You need to grow your money without working to be financially independent. Image from: Image by Tumisu from Pixabay


I am not a financial consultant. What I wrote here is purely my opinion.

The highs are savings, investments, and assets. The easiest to start is savings and start saving as young as possible. Reducing your expenditure equates to savings, as mentioned in the earlier post.

Understand how to invest and pay someone to advise you, like a private financial consultant. Such things are better at the hands of professionals but not impossible to do it yourself nowadays. Just that I am too lazy to monitor my investments. What you invest depends on you but I prefer unit trusts that provide payouts each month. This ensures I can get a steady income without working and easily calculate how much I can receive every month. I am not familiar with others.

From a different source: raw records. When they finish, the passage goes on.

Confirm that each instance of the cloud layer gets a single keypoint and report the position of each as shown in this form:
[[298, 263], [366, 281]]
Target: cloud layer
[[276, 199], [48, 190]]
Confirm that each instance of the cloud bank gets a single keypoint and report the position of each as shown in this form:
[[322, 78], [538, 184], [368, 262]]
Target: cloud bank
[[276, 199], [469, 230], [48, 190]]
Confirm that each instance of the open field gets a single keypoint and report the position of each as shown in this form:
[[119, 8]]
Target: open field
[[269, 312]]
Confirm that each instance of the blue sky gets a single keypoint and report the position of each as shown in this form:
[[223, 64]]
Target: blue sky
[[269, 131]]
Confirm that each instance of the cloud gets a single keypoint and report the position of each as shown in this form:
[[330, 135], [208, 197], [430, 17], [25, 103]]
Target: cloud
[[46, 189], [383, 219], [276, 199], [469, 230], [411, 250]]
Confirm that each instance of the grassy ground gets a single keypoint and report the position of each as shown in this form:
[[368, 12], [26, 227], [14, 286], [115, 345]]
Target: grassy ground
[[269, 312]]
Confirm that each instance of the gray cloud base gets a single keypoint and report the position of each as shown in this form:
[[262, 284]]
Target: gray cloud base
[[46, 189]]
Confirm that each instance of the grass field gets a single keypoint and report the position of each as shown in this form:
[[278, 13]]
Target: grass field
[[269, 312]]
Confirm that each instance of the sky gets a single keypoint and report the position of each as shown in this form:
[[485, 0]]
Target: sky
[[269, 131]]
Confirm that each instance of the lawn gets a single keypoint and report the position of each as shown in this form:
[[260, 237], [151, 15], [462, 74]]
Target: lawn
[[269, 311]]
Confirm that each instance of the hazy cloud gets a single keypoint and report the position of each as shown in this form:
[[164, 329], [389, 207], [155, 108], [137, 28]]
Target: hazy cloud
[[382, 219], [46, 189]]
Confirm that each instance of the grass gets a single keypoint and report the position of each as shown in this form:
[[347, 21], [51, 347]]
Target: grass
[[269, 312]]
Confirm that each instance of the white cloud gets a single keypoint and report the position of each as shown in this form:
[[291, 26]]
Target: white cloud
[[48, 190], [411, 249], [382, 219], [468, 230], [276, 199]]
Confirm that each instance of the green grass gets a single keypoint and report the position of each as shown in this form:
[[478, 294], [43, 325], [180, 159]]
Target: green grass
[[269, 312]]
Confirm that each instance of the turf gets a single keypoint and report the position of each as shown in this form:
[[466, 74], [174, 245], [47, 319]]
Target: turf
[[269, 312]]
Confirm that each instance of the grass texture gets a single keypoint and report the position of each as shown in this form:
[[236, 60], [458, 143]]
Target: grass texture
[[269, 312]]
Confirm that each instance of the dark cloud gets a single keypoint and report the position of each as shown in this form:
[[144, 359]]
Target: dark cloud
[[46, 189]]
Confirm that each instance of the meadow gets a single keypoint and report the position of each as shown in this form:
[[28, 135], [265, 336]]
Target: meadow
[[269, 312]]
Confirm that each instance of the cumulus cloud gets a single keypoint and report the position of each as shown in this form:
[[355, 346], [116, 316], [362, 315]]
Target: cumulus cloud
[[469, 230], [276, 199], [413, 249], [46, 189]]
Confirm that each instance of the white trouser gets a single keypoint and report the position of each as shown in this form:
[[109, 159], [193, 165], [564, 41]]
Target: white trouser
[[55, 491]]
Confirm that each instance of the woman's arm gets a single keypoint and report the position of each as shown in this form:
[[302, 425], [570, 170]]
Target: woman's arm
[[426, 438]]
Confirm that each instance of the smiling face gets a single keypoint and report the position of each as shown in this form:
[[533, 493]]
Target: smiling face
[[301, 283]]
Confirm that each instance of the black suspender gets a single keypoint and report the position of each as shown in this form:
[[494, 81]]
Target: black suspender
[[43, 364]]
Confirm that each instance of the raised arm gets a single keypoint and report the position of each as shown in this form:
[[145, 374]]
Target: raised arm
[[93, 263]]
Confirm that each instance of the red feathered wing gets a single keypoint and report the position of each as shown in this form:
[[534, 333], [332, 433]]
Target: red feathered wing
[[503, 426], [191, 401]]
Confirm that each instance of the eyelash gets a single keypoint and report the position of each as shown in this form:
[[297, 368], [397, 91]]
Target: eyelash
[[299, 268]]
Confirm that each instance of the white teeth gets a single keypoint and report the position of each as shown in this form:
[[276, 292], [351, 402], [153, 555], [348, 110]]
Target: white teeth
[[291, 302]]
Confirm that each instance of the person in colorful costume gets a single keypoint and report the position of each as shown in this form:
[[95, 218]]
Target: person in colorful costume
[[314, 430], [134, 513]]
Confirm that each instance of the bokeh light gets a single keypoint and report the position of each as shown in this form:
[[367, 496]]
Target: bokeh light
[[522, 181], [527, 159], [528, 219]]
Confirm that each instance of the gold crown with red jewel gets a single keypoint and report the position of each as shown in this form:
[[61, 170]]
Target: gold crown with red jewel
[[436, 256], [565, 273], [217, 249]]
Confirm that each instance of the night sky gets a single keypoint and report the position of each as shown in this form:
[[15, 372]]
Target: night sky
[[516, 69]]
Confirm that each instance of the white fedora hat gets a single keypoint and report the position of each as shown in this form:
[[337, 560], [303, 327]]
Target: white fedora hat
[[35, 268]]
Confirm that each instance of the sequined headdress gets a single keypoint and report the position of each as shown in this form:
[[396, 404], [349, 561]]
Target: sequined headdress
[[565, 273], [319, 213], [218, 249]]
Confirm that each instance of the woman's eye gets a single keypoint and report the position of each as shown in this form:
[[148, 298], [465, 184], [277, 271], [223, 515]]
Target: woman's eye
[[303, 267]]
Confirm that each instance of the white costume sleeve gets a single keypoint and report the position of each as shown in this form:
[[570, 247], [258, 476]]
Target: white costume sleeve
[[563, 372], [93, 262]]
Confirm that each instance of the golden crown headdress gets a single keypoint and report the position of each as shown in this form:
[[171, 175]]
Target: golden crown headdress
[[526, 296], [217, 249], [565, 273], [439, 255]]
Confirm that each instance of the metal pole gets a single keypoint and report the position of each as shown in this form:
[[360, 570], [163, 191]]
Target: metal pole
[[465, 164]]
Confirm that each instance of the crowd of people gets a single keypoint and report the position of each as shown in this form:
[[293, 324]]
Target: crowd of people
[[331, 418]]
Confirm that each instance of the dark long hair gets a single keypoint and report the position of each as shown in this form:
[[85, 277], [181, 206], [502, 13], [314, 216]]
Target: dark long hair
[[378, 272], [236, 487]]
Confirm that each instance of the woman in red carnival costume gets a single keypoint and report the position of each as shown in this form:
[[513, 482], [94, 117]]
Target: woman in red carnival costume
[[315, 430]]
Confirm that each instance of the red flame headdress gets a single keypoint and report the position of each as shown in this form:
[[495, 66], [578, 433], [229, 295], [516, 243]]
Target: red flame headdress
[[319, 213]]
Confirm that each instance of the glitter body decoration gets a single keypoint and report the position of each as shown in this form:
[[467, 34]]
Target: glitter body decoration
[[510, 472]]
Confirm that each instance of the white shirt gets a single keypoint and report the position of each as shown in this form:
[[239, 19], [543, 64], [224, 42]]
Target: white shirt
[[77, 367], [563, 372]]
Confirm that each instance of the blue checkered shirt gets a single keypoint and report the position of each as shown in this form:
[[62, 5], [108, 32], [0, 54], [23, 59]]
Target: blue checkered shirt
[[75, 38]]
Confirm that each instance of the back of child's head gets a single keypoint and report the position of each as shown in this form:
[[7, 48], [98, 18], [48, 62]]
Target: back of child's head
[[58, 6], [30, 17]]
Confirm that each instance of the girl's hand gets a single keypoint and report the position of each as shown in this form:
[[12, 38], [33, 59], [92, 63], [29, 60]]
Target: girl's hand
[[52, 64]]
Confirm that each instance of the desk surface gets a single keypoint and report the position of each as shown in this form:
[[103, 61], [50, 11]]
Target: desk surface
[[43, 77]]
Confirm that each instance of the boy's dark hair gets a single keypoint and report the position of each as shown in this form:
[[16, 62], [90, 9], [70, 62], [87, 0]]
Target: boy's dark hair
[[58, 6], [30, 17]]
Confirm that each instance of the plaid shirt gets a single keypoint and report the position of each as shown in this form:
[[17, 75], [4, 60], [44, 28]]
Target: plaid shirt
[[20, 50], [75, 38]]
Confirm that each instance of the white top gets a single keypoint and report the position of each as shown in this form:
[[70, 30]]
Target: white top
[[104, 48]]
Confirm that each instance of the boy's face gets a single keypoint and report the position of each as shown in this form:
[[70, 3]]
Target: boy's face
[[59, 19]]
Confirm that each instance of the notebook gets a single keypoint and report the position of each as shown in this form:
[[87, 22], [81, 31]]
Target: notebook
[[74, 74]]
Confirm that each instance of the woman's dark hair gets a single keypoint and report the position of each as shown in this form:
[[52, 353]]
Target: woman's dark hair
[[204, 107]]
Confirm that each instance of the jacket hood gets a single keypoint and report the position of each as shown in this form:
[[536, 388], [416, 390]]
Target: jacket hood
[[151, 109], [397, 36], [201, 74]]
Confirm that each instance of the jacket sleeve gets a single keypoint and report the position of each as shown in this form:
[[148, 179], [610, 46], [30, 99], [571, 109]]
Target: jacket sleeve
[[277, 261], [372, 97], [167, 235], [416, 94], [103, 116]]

Assets should generate income, not lose income. A car is a liability and a house is a liability unless you rent it out. Some assets do require maintenance as well. I would limit getting these assets unless their value is worth the effort to maintain.

You should get insurance only when you have none. Any Investments linked insurance and saving insurance should not be considered. Insurance is safeguarded when you need that big amount of cash for medical bills or upon death.

Breakdown of my finances strategies:

  • Housing. Get the cheapest housing. More space means more junk to accumulate. Stay near useful commodities, public transport, malls, food courts and markets. These places save time costs but cost more.
  • Savings. You need at least three saving accounts, for expenses, emergency and investment funds. Try saving as much as you can and you will be rewarded when you need them. You keep emergency funds up to one year for big-ticket items that suddenly arise and at least two months for expense funds. Any leftovers will be for investment. 
  • Forced savings. Prefer endowment plans. This is forced saving and relatively low-risk, but not so high return investment. Receive a payout at a specific period. 5, 10 or longer depending on different stages of your life by saving every month. 
  • Investment. Prefer unit trusts that give monthly returns.  mainly used to pay for annual insurance premiums, food, and anything I want to buy.

I agree that without money, there is little you can do with investment, savings, and assets. Learn to invest or save early gives you a headstart. A good start is looking for a trustable financial consultant to advise you. It pays more than you do it on your own, usually.